Od kilkunastu lat Adam Michnik pozywa do sadu dziennikarzy i komentatorow, redaktorow i naukowcow. W kazdym normalnym kraju nazywaloby sie to zastraszaniem ("intimidation"), nakladaniem kaganca ("muzzling free speech") i wywolaloby zoganizowany protest organizacji dziennikarskich i organizacji broniacych praw czlowieka. Zwlaszcza ze jest to pozywanie przez bogatego czlowieka za ktorym stoi przebogate przedsiebiorstwo "Agora" ludzi, ktorzy nie tylko sa niezamozni bo zajmuja sie praca naukowa, ale i maja trudnosci z zarabianiem swoim piorem bedac czesto na czarnej liscie.
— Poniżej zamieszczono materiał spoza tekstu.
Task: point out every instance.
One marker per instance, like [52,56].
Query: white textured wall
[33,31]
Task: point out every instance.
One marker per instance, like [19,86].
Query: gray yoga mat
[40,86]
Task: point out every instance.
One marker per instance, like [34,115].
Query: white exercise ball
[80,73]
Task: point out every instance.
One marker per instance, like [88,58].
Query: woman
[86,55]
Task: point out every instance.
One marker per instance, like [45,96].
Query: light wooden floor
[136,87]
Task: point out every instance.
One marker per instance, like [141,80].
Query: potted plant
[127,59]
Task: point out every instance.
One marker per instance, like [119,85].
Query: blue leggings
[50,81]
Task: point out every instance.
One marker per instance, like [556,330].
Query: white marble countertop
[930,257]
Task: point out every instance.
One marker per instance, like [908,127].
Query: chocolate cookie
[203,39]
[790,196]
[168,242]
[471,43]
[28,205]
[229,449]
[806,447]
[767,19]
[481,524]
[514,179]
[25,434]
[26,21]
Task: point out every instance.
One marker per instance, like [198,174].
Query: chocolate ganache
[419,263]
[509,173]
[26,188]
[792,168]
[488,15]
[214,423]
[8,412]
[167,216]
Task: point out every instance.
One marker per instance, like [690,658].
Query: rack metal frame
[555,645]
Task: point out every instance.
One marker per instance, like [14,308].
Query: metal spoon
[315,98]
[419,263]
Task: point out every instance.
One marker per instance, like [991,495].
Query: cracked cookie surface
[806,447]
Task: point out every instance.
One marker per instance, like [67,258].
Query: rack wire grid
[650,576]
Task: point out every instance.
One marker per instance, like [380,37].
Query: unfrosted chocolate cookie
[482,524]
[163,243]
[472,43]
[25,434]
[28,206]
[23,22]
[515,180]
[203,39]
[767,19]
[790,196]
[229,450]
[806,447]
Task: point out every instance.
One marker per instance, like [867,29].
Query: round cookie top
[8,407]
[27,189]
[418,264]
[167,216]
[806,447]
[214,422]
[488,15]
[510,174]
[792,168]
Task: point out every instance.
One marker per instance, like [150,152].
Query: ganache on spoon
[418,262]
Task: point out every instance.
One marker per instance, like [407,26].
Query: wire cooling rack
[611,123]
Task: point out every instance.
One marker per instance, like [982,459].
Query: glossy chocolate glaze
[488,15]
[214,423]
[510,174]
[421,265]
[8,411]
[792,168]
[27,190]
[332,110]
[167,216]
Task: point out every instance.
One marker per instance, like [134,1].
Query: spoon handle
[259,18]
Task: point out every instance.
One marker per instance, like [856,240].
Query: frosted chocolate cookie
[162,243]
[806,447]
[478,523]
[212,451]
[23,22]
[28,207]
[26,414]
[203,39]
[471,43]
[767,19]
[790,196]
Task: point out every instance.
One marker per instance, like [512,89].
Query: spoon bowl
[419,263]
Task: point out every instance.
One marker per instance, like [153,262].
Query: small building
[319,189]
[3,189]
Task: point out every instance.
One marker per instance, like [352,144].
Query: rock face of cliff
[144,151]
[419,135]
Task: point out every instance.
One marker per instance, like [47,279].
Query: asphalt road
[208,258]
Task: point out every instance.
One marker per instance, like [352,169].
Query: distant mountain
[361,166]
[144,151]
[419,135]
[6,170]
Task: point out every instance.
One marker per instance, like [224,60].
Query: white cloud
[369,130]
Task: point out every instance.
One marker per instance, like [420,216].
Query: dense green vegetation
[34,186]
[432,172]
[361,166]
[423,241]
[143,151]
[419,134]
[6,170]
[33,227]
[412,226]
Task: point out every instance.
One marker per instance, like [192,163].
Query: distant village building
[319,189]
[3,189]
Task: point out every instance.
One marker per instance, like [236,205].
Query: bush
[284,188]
Wiem, Polska jest innym krajem, w Polsce organizacje dziennikarskie, nie kwestionujac ze znany dziennikarz wsolpracowal z rezymem, ustalaja nagrode jego imienia, wlasnie teraz, zeby pokazac jaka tradycja jest im najblizsza, a szanowana kiedys organizacja obrony praw czlowieka rozsyla po swiecie, i po angielsku, broszury broniace najbardziej pokrzywdzonej kategorii Polakow: "ofiar lustracji".
Warto by wiec cos zrobic? Mozeby "ofiary Michnika" i obroncy wolnosci slowa przeszli do kontrofensywy zanim nie jest za pozno?